7 items across 7 digests
Microsoft was found adding "Co-Authored-by Copilot" labels to VS Code commits even when AI features were disabled by users. This raises concerns about AI attribution practices and user control over AI integration in development tools.
Linus Torvalds and Linux kernel maintainers have established official policies on AI-generated code, allowing tools like Copilot while requiring human accountability for mistakes. This sets a precedent for how open-source projects will integrate AI development tools while maintaining code quality and responsibility.
Microsoft retired Clippy 25 years ago on April 11, 2001, though its legacy continues in over 100 current Copilot products. This milestone marks the evolution from simple productivity assistants to sophisticated AI-powered workplace tools across Microsoft's ecosystem.

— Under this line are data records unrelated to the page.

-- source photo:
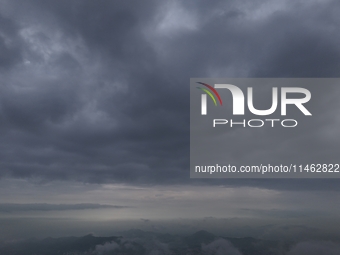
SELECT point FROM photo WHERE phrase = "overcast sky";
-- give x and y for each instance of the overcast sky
(94, 114)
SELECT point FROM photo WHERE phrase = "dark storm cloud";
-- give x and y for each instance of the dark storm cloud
(97, 91)
(9, 208)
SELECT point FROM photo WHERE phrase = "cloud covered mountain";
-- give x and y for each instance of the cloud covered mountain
(140, 242)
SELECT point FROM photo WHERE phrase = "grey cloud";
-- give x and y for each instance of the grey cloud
(219, 247)
(315, 248)
(98, 92)
(8, 208)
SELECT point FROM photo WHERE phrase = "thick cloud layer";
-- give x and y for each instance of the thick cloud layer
(98, 91)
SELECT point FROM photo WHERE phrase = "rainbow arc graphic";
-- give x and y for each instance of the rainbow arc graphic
(213, 94)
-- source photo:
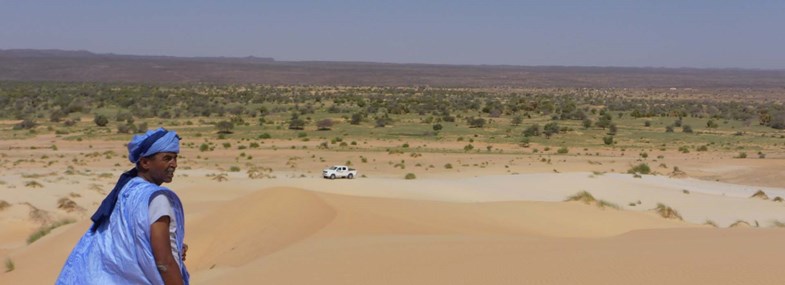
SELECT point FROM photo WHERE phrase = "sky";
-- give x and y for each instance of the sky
(633, 33)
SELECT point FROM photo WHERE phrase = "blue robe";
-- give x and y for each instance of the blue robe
(119, 251)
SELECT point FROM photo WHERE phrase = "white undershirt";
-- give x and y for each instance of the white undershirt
(160, 207)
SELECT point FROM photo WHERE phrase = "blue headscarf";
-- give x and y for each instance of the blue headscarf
(150, 143)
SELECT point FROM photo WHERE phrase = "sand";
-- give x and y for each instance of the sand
(491, 219)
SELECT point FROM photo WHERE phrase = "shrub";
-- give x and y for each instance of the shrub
(124, 129)
(582, 196)
(642, 168)
(101, 120)
(550, 129)
(25, 124)
(324, 125)
(532, 131)
(667, 212)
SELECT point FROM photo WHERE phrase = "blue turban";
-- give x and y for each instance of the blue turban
(152, 142)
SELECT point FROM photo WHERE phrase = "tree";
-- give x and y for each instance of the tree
(476, 122)
(25, 124)
(612, 129)
(224, 127)
(550, 129)
(587, 123)
(604, 121)
(324, 125)
(101, 120)
(531, 131)
(356, 119)
(517, 120)
(295, 123)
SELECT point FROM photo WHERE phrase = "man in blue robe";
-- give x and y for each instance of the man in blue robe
(137, 233)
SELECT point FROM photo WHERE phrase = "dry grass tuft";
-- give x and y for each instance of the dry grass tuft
(739, 224)
(68, 205)
(38, 215)
(667, 212)
(9, 265)
(605, 204)
(582, 196)
(33, 184)
(677, 173)
(760, 195)
(221, 177)
(777, 224)
(260, 172)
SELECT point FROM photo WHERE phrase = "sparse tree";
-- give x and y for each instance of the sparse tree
(224, 127)
(324, 125)
(295, 123)
(101, 120)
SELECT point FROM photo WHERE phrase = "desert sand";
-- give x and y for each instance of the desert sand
(491, 218)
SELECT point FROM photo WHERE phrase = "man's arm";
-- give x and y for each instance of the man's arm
(162, 252)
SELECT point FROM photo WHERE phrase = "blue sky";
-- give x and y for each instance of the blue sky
(657, 33)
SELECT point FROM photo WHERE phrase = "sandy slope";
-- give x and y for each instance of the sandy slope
(503, 223)
(293, 236)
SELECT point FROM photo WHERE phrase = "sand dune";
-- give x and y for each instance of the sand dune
(461, 226)
(285, 235)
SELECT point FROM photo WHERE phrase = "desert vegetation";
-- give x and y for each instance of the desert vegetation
(562, 118)
(667, 212)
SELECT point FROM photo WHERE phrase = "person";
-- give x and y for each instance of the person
(138, 230)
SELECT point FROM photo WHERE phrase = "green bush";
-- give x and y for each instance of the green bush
(642, 168)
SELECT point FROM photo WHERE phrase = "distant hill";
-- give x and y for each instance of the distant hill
(84, 66)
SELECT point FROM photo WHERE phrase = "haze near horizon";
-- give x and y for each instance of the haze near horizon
(700, 33)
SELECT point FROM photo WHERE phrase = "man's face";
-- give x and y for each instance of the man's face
(160, 166)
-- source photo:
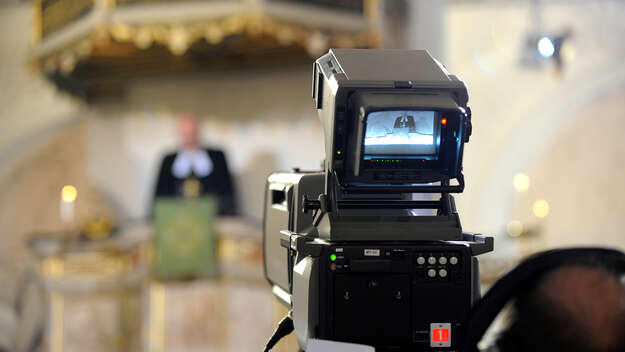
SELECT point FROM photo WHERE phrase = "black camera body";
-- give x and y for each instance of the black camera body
(361, 252)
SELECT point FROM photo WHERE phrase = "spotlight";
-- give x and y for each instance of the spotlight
(546, 48)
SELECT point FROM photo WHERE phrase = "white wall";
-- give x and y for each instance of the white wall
(518, 112)
(263, 120)
(29, 106)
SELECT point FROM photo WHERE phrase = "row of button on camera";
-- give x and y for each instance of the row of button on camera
(440, 260)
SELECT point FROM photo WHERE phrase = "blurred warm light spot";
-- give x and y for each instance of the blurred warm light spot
(546, 48)
(69, 193)
(515, 228)
(521, 182)
(541, 208)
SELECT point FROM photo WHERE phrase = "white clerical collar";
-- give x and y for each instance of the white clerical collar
(196, 160)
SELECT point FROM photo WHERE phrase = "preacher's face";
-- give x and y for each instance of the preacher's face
(188, 131)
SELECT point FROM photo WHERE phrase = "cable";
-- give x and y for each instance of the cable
(285, 327)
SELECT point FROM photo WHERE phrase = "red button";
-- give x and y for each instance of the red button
(440, 335)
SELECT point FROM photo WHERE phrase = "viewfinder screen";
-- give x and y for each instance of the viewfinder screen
(400, 132)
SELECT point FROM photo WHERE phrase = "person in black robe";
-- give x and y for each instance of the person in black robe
(194, 171)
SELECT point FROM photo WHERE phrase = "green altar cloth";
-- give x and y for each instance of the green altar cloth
(185, 238)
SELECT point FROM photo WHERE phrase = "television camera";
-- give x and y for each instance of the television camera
(362, 251)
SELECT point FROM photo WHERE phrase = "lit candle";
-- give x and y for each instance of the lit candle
(68, 197)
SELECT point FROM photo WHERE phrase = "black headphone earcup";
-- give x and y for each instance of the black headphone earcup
(486, 309)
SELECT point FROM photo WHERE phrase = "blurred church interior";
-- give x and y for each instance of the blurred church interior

Microsoft has expanded its Copilot Cowork platform more broadly and introduced AI models that can check each other's work for improved accuracy. This development signals Microsoft's push to enhance AI reliability and collaboration features, which could strengthen its position in the enterprise AI market against competitors like Google and OpenAI.
GitHub will begin using Copilot interaction data to train AI models starting April 2026. This matters to technologists and investors as it represents a major shift in how code generation AI systems will be developed and improved using real-world usage patterns.
Microsoft restructured its Copilot AI leadership team, allowing Mustafa Suleyman to focus on building new AI models while consolidating engineering efforts. The reorganization reflects Microsoft's push toward superintelligence development and AI model advancement.
Microsoft integrates Anthropic's Claude Cowork into Copilot to automate tasks across Office applications like Outlook, Teams, and Excel. This partnership demonstrates increasing enterprise AI adoption and potential demand for cloud infrastructure to support these AI workloads.